8. En cinquième lieu, le requérant soutient que le préfet ne pouvait, avant l’exercice du droit à contre-expertise et dans l’attente des résultats, prendre un arrêté de suspension de son permis de conduire. Toutefois, il ressort des pièces du dossier que les infractions ont été constatées le 29 août 2025, soit près de deux mois avant l’intervention de l’arrêté attaqué, ce qui lui permettait de faire procéder à une contre-expertise. En outre, il n’allègue pas que les agents verbalisateurs lui auraient refusé le droit à une telle contre-expertise. Par suite, son moyen ne peut être accueilli.

9. Enfin, aux termes de l’article R. 221-13 du code de la route : « Le préfet soumet au contrôle médical de l’aptitude à la conduite : / (…) 3° Tout conducteur qui fait l'objet d'une mesure portant suspension du droit de conduire d'une durée supérieure à un mois pour l'une des infractions prévues au présent code, autres que celles visées au 1° ci-dessus (…) ». Il résulte de ces dispositions que le préfet est tenu de soumettre à un contrôle médical tout conducteur qui a fait l’objet d’une mesure de suspension du droit de conduire d’une durée supérieure à un mois. Il appartient toutefois à l’autorité préfectorale qui met en œuvre ces dispositions d’indiquer au conducteur les modalités du contrôle médical, ainsi que le délai dans lequel il doit s’y soumettre.

10. En l’espèce, l’article 4 de l’arrêté attaqué indique : « Avant la fin de la mesure de suspension du permis de conduire prévue à l’article 1er, le titulaire du permis de conduire se soumet à une visite médicale devant la commission médicale pour prononcer un avis sur l’aptitude médicale à la conduite.

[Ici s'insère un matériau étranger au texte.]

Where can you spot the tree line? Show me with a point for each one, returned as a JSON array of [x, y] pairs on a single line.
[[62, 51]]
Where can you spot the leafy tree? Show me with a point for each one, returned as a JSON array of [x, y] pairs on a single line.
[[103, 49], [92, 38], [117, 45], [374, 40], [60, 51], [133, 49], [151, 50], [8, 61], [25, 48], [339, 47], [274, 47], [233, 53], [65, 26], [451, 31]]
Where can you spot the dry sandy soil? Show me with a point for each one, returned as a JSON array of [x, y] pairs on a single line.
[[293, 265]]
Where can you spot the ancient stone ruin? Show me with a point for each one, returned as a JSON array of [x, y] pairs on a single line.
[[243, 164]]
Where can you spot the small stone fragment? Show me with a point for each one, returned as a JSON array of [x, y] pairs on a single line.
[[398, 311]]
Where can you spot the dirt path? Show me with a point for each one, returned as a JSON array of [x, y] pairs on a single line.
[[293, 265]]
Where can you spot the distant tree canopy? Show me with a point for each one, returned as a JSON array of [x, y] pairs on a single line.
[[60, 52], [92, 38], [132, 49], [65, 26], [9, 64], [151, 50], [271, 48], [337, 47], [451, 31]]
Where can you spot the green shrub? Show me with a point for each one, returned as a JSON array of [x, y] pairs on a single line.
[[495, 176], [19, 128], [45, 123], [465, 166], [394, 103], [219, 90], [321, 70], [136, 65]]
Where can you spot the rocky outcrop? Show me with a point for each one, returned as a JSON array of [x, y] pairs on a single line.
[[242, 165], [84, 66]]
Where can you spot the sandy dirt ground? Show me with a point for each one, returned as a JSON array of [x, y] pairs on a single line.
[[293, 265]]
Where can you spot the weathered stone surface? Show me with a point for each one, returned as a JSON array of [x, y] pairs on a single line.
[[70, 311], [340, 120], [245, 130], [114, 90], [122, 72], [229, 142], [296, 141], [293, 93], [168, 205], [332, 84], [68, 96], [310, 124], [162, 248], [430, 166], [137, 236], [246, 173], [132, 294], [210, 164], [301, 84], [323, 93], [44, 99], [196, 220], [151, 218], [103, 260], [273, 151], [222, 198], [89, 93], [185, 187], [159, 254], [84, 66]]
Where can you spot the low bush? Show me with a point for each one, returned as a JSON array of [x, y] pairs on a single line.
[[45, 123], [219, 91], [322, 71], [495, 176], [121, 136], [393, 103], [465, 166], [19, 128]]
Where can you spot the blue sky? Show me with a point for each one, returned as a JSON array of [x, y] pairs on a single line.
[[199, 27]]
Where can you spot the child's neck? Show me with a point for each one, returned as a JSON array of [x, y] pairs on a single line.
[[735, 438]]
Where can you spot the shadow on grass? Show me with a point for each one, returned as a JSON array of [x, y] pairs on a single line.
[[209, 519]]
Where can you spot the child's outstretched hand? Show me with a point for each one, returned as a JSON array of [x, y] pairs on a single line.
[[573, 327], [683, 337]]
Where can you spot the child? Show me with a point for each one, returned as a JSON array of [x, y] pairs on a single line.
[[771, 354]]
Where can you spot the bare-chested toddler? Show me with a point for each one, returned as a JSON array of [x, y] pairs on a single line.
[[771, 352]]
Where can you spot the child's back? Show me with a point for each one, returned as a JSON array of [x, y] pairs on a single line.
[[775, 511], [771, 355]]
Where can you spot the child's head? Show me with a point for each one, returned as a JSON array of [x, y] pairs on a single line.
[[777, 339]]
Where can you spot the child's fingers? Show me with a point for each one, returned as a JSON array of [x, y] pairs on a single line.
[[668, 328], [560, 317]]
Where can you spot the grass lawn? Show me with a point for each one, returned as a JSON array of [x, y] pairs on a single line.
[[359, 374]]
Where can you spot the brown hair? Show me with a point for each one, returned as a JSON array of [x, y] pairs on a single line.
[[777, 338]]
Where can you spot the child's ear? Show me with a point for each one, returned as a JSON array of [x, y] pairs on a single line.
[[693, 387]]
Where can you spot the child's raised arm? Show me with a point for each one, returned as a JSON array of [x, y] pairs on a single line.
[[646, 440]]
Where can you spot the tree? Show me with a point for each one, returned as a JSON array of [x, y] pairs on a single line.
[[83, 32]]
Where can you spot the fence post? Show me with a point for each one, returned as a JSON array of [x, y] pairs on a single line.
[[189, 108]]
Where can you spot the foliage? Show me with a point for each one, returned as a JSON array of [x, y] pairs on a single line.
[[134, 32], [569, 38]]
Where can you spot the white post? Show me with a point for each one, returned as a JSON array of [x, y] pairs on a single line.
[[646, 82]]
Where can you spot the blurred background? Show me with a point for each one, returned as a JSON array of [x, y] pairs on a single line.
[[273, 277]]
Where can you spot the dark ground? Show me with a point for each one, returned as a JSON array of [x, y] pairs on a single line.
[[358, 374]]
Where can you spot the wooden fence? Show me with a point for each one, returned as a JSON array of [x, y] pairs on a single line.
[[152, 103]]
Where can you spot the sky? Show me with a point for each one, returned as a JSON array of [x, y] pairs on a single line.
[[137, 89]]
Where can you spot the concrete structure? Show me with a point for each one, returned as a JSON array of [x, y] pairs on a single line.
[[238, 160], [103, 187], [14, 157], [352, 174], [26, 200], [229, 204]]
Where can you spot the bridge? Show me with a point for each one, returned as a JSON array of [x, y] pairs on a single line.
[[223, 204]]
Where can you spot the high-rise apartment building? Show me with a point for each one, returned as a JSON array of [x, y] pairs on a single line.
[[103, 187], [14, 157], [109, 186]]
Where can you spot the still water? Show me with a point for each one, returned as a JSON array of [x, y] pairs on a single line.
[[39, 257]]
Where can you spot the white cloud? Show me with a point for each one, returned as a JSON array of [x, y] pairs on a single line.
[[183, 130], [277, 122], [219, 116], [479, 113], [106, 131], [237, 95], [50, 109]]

A défaut, le permis demeure suspendu à l’issue de la mesure, jusqu’à ce qu’une décision d’aptitude médicale soit rendue. ». Par ailleurs, les modalités de restitution du permis sont précisées au verso de l’arrêté. Ainsi, le préfet de Loir-et-Cher a suffisamment précisé les modalités du contrôle médical auquel il était tenu de soumettre l’intéressé en application des dispositions précitées de l’article R. 221-13 du code de la route.

12. Il résulte de ce qui précède, et sans qu’il soit besoin de statuer sur la fin de non-recevoir opposée par le préfet de Loir-et-Cher, que la requête de M. C... doit être rejetée.



D E C I D E :

Article 1er : La requête de M. C... est rejetée.

Article 2 : Le présent jugement sera notifié à M. B... C... et au ministre de l’intérieur.

Copie en sera adressée au préfet de Loir-et-Cher.


Rendu public par mise à disposition au greffe le 18 mars 2026.


Le magistrat désigné,

Le greffier,






Jean-Michel DELANDRE
Laurent BOUSSIERES


La République mande et ordonne au ministre de l’intérieur en ce qui le concerne et à tous commissaires de justice à ce requis en ce qui concerne les voies de droit commun contre les parties privées de pourvoir à l’exécution de la présente décision.